Hors-jeu : Pérouse se paie une «star»

La nouvelle a été largement médiatisée. L’un des transferts les plus étonnants de l’histoire du football. Pérouse, une équipe de première division italienne vient de s’octroyer, le temps d’une saison, les services d’un joueur hors pair. Il vient du célèbre club africain de Libye, Al Ittihad. Il a trente ans. Il joue en milieu de terrain, ou parfois en attaque, aussi bien avec son club qu’avec l’équipe nationale de son pays, dont il est par surcroît le capitaine. Il est également président de la Fédération de football de son pays. Il s’est payé des leçons particulières avec les meilleurs professeurs. Maradona en personne, Carlos Bilardo, l’ancien entraîneur argentin, ou encore Ben Johnson pour la condition physique.

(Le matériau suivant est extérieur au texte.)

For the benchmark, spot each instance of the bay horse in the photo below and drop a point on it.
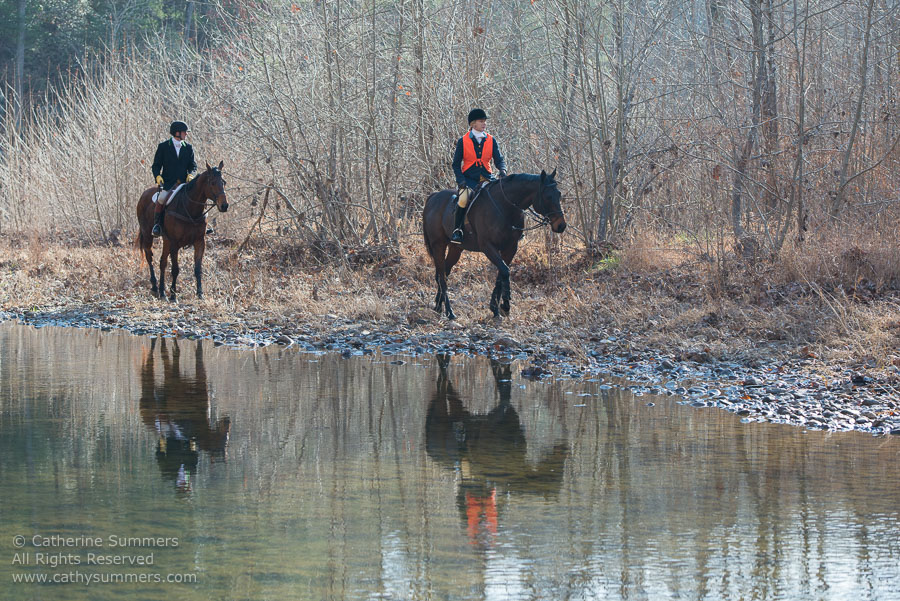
(184, 224)
(496, 223)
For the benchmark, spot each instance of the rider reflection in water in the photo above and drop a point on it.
(178, 411)
(489, 451)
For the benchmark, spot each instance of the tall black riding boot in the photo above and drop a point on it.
(157, 225)
(457, 236)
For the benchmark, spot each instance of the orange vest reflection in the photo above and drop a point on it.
(489, 452)
(178, 411)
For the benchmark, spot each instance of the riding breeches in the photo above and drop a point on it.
(161, 201)
(462, 198)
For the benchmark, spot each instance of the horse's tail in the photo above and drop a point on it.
(425, 229)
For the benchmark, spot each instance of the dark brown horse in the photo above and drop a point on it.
(184, 224)
(489, 452)
(178, 411)
(495, 224)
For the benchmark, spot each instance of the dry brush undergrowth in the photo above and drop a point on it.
(834, 302)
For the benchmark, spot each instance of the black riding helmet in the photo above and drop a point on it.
(476, 114)
(178, 126)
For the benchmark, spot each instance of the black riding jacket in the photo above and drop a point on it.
(173, 167)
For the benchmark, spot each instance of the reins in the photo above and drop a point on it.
(185, 217)
(542, 220)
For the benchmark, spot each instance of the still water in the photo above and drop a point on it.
(133, 468)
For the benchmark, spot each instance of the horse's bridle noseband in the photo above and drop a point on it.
(541, 218)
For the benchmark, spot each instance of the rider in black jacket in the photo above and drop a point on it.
(173, 164)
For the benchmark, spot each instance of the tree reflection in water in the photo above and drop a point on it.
(488, 451)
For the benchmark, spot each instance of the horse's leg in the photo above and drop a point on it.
(440, 276)
(163, 260)
(508, 255)
(148, 254)
(199, 248)
(453, 253)
(502, 276)
(175, 270)
(495, 295)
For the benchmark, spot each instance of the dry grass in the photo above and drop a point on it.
(655, 295)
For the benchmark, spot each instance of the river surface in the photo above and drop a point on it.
(139, 468)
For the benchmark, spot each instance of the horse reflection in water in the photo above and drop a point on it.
(178, 411)
(489, 451)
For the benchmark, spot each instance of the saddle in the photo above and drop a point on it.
(170, 197)
(476, 193)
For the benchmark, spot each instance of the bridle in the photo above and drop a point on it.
(202, 217)
(542, 219)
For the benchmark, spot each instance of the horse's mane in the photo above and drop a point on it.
(528, 177)
(190, 185)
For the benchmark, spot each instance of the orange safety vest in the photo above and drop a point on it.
(469, 156)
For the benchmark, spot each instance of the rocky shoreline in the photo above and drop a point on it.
(802, 393)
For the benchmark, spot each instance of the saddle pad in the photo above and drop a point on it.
(170, 197)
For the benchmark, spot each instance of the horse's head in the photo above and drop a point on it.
(547, 203)
(214, 186)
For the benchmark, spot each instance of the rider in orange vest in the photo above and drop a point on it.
(472, 165)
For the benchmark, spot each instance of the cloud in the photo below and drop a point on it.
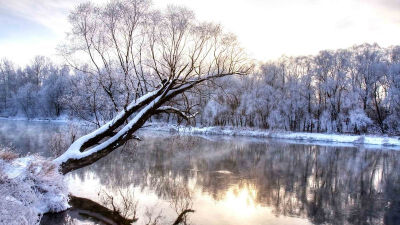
(267, 29)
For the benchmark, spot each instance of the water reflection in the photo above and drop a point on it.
(247, 181)
(236, 181)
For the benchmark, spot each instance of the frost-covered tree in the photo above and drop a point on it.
(174, 52)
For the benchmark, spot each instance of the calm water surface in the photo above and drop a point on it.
(229, 180)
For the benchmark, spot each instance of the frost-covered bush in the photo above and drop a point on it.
(29, 187)
(359, 121)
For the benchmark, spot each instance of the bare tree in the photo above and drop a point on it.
(173, 51)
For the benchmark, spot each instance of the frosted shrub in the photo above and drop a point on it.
(29, 187)
(359, 121)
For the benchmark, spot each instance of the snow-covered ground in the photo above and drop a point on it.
(367, 140)
(29, 187)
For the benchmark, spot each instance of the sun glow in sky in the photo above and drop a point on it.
(266, 28)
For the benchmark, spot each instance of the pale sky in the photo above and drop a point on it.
(267, 29)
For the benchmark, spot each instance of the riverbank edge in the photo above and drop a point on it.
(392, 142)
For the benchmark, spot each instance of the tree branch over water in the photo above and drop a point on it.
(174, 51)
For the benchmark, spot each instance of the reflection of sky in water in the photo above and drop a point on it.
(245, 181)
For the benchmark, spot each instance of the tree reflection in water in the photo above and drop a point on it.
(319, 185)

Il est déjà lié au Calcio dans lequel il possède des intérêts. Il est en effet actionnaire du club champion d’Italie en 2003, la Juventus Turin avec 7,5 % et de la Triestina avec 33 %, un club de 2e division. Il envisage d’investir encore dans le football européen. Il a même fait savoir lors d’un passage à Paris le 11 juin qu’il avait quelques contacts avec des clubs français, mais qu’il était encore trop tôt pour en parler. Il présente sa candidature à la présidence de la Confédération africaine de football (CAF), non pas par plaisir mais par amour et fidélité pour le continent afin d’y promouvoir un football moderne et puissant sous le slogan de la mondialisation du football africain. Plus d‘une vingtaine de fédérations africaines lui ont sollicité de briguer ce poste. Il souhaite également que la Libye accueille la Coupe du monde en 2010, dont on sait déjà qu’elle aura lieu en Afrique. Il a aussi déclaré qu’avec tout le respect qu’il devait aux autres pays candidats, il n’y a que l’Afrique du sud qu’il considère comme un sérieux concurrent.  Lançant une étude de faisabilité avec une société allemande, la nouvelle recrue de Pérouse a expliqué qu’un tel projet coûterait entre 4 et 6 milliards de dollars, que la Libye est prête à investir. Les mauvaises langues en ont vite conclu que c’est sur ce point que les pauvres Maroc, Egypte et Tunisie ne faisaient pas le poids.  Il s’agit de Saâdi Kadhafi. Passionné de football, le fils du dirigeant libyen a décidé de consacrer son énergie et un gros lot de son inépuisable fortune au ballon rond. Inutile de rappeler le dicton marocain qui préconise que «les fèves sèches ne poussent qu’au pays des édentés». Le président de Pérouse, Luciano Gaucci avait révélé avoir reçu le feu vert de la part du colonel Kadhafi, père du joueur et dirigeant libyen, pour la signature définitive de Saadi Kadhafi dans son équipe. Un feu vert qui fera l’effet de la découverte d’une poule aux œufs d’or. Pérouse ne manquera désormais de rien. Dans une ambiance Calcio, Saâdi sera extrêmement généreux. Il faut signaler que ce joueur hors pair n’a pas sauté sur la proposition du club italien. Il a longuement réfléchi avant de daigner accepter, plus par modestie que par besoin, d’enfiler le maillot d’une équipe européenne. Le président du Real Madrid Florentino Perez vient de rater l’affaire de sa vie en choisissant Beckham. Inutile de rappeler que «des édentés héritent souvent de fèves sèches», comme le relève l’adage marocain.